GOJA NLP extraction
Local LLM evaluation for structured information extraction from German job advertisements under privacy and institutional constraints, connected to BIBB-style vocational-data questions.
Problem
$ evaluate --source-backed
The task was to read German job advertisements, extract entities and relations against a fixed schema, produce valid JSON, and do it reliably in a privacy-first setting where data could not casually leave the institution.

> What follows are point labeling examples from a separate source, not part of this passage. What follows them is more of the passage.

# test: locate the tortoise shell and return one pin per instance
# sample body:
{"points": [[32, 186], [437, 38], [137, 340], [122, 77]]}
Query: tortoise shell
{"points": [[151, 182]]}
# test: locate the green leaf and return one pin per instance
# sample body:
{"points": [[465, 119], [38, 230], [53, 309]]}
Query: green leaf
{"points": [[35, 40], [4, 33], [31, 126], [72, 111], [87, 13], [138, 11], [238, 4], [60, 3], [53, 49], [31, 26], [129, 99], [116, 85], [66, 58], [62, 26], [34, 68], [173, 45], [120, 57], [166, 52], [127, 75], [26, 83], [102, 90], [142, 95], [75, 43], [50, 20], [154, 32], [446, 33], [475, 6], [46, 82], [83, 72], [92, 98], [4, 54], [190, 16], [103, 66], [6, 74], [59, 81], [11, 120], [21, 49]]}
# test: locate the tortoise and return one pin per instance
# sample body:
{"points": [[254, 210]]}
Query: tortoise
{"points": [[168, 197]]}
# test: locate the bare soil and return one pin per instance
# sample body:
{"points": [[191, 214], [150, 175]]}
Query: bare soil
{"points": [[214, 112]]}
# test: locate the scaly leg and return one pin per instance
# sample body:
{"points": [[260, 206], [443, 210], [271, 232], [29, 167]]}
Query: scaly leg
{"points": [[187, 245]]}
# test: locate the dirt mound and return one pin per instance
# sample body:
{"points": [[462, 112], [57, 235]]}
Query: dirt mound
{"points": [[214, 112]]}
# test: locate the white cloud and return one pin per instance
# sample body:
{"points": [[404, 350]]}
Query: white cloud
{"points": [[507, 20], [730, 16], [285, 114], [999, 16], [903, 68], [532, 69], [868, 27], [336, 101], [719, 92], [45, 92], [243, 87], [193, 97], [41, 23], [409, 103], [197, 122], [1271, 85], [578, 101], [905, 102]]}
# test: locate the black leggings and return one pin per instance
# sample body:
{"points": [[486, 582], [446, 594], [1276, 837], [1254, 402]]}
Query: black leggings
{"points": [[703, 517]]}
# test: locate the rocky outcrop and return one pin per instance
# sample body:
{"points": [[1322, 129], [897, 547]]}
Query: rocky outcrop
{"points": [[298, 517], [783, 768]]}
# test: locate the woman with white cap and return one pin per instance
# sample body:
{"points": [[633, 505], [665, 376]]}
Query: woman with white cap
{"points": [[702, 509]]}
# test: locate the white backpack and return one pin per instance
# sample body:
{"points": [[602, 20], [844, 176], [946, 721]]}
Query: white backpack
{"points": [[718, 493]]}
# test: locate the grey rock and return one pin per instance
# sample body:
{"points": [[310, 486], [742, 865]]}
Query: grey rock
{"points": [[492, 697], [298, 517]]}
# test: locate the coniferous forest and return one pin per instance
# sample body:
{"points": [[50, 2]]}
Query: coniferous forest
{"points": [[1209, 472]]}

This page summarizes existing GOJA project notes. It is not a new benchmark and does not add invented metrics.
Setup
- Task: German job-ad extraction with fixed-schema JSON output.
- Models in the project notes: Gemma 4 27B, Qwen 2.5 7B, Mistral 7B, and Llama 3.2 3B.
- Workflow context: local inference, Ollama, Hydra, MLflow, schema validation, and evaluation reports.
- Publication boundary: BIBB is linked as vocational-data context, not claimed here as an official site partnership.
Findings from the project notes
The project notes frame this as viable for assisted annotation, not autonomous database writes.
The practical lesson: model capacity mattered for this structured extraction task.
Useful enough to support human review, not enough to remove the reviewer.
The draft points toward multi-stage pipelines rather than one-pass extraction.
Prompt ablation lesson
The project notes describe six prompt versions on Gemma 4 27B. Adding annotation guidelines, compound-splitting rules, JSON constraints, and namespace disambiguation created a tradeoff: improvements in extraction quality often reduced parse reliability.
The lesson is not "prompting is useless." It is that complex structured extraction has a ceiling if every requirement is pushed into one generation step.
Failure modes
- JSON corruption from misapplied compound-splitting rules on German slash-words.
- Semantic confusion between entity types and relation types sharing similar vocabulary.
- Namespace bleeding across entity and relation contexts.
These are specific, reproducible failure modes. That changes the intervention strategy: post-processing and staged extraction become more credible than endlessly adding prompt constraints.
Production lesson
Privacy-first local LLMs are not a shortcut around evaluation rigor. Parse rate matters. Schema validity matters. Failure-mode analysis matters. Human-in-the-loop design matters.
The most honest product framing from the notes is assisted annotation: model pre-fills structured output, a human reviewer corrects it, and the system improves throughput without pretending to be autonomous.
Next steps
- Post-processing normalization for known JSON/schema failure modes.
- Multi-stage pipeline: separate entity extraction from relation extraction.
- Rewrite the full public article only after source notes and metrics are confirmed.